04 Apr, 2011, Chris Bailey wrote in the 1st comment:
Votes: 0
Does anyone know of an app, dsl, or library that can do the following -

twelve hundred and sixty-two plus nine hundred and eighty-four
-> two thousand forty-six


I've been able to implement most of it myself but I'm having problems with numbers like:

four hundred and eighty-six thousand six hundred forty-two

and would rather not fuss with it anymore.
04 Apr, 2011, Runter wrote in the 2nd comment:
Votes: 0
Heh, well this is a natural language parser question. These questions are almost like "Can a machine understand english?" There's some natural language parsers out there. This specific problem isn't that hard, but in your examples you show an inconsistency that is gonna be a problem. "twelve hundred" isn't structured correctly, and it's as bad as "a thousand million." It's just more common. So if you want to write something that understands special cases, and such, it'll be much harder. If you want to write something that strictly understands numbers when written correctly "one thousand, two hundred" vs "twelve hundred" it'll be much easier to do.

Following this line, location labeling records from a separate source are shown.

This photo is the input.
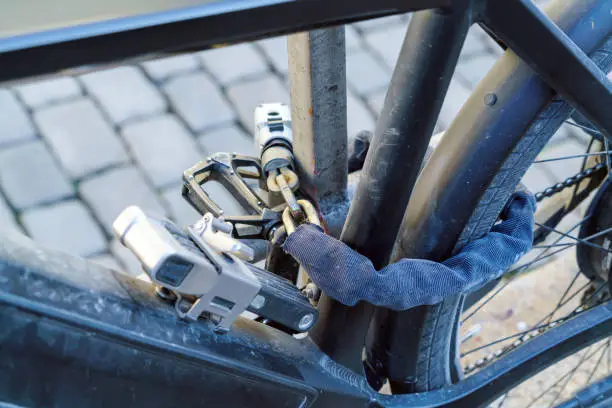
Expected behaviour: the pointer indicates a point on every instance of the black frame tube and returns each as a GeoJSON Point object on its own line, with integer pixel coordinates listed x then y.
{"type": "Point", "coordinates": [157, 34]}
{"type": "Point", "coordinates": [20, 57]}
{"type": "Point", "coordinates": [427, 61]}
{"type": "Point", "coordinates": [554, 56]}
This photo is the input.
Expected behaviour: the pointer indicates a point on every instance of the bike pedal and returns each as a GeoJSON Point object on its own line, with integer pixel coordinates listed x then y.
{"type": "Point", "coordinates": [203, 269]}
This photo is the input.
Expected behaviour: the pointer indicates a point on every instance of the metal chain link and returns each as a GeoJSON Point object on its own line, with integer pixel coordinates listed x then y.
{"type": "Point", "coordinates": [549, 192]}
{"type": "Point", "coordinates": [569, 182]}
{"type": "Point", "coordinates": [527, 336]}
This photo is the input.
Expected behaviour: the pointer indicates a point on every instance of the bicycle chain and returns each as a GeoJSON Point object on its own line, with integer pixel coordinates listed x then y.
{"type": "Point", "coordinates": [569, 182]}
{"type": "Point", "coordinates": [527, 336]}
{"type": "Point", "coordinates": [548, 192]}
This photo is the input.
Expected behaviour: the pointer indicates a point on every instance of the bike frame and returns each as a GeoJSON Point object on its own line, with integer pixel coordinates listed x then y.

I'm aware of libraries that can convert numbers to english, but that's quite a bit easier than what you're asking for.
04 Apr, 2011, Chris Bailey wrote in the 3rd comment:
Votes: 0
Yeah, I'm trying to take input variations in to account, that is what is complicating it.

With what I have currently…

Twelve hundred and sixty two plus/times/minus/multiplied by/divided by one thousand two hundred sixty two

works just fine. I only run in to problems when I try "NUMBER(Four) PLACE(Hundred) NUMBER(Two) PLACE(Thousand) NUMBER(Six)"

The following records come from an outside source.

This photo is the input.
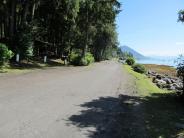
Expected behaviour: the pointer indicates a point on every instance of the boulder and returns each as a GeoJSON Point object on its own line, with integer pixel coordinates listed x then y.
{"type": "Point", "coordinates": [161, 83]}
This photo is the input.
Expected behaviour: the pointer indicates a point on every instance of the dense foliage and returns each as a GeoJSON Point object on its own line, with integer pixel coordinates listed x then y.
{"type": "Point", "coordinates": [5, 54]}
{"type": "Point", "coordinates": [139, 68]}
{"type": "Point", "coordinates": [180, 70]}
{"type": "Point", "coordinates": [56, 27]}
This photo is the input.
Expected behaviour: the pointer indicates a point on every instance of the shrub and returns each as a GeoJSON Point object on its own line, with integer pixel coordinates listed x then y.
{"type": "Point", "coordinates": [5, 54]}
{"type": "Point", "coordinates": [24, 42]}
{"type": "Point", "coordinates": [77, 60]}
{"type": "Point", "coordinates": [139, 68]}
{"type": "Point", "coordinates": [180, 71]}
{"type": "Point", "coordinates": [89, 58]}
{"type": "Point", "coordinates": [130, 61]}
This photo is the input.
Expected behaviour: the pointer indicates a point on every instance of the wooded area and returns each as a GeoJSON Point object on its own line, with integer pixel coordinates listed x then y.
{"type": "Point", "coordinates": [56, 28]}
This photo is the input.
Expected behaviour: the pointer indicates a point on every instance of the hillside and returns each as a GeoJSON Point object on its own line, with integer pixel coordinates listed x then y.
{"type": "Point", "coordinates": [136, 54]}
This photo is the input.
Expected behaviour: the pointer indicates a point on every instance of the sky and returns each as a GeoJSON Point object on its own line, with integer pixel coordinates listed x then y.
{"type": "Point", "coordinates": [151, 27]}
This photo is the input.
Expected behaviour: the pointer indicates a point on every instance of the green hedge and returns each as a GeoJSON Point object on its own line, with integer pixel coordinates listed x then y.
{"type": "Point", "coordinates": [77, 60]}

My "parser" seems to work on any pattern but that one. But I don't see another way to get the rest to work. So I guess I should just
enforce input. =)
04 Apr, 2011, Runter wrote in the 4th comment:
Votes: 0
for that case it should read it as nested if the next place is tiered higher than the previous.

Like thousand is bigger than hundred, so it should retrospectively multiply the previous place by thousnad and add the terms.
If our number is 402,006

The node should first be number(4) place(100), it then then next is number(2) place (1000). Since 1000 is bigger multiply 1000 by 100, for 100,000 and add the number fields and merge into a single node making: number(4.02) place(100,000)

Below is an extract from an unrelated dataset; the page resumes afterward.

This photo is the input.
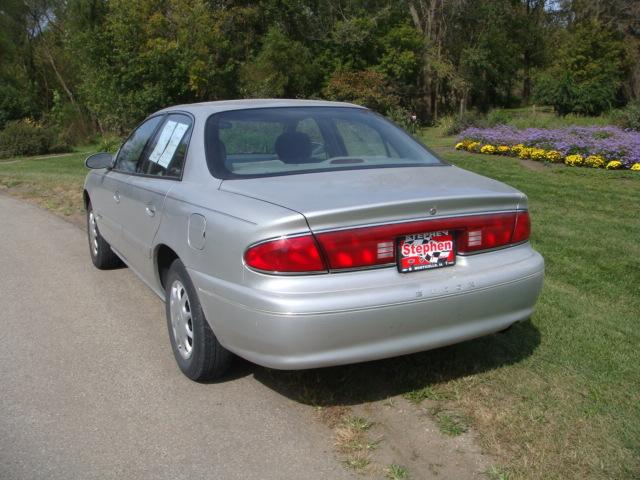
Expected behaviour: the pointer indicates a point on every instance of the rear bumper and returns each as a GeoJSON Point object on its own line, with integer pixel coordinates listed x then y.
{"type": "Point", "coordinates": [302, 322]}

I think that would probably solve that, but im not sure if it will work in all cases.
04 Apr, 2011, quixadhal wrote in the 5th comment:
Votes: 0
Program in COBOL??? :devil:

I know you all hate perl, but… THIS might do what you want.
04 Apr, 2011, Runter wrote in the 6th comment:
Votes: 0
I dunno of ruby linguistics does it or not but it's very similar (and probably inspired by) that perl library.
04 Apr, 2011, Chris Bailey wrote in the 7th comment:
Votes: 0
That perl lib seems to do what I'm looking for. Ruby linguistics was a big help for creating my numeral list.

require 'linguistics'
Linguistics::use(:en)

cardinal_numerals = Hash.new

for i in (0..99)
cardinal_numerals[i.en.numwords] = i
end


cardinal_numerals['forty-three'] => 43, heheh =)
04 Apr, 2011, Chris Bailey wrote in the 8th comment:
Votes: 0
Well, Perl tried to eat my face so I just went ahead and rolled my own.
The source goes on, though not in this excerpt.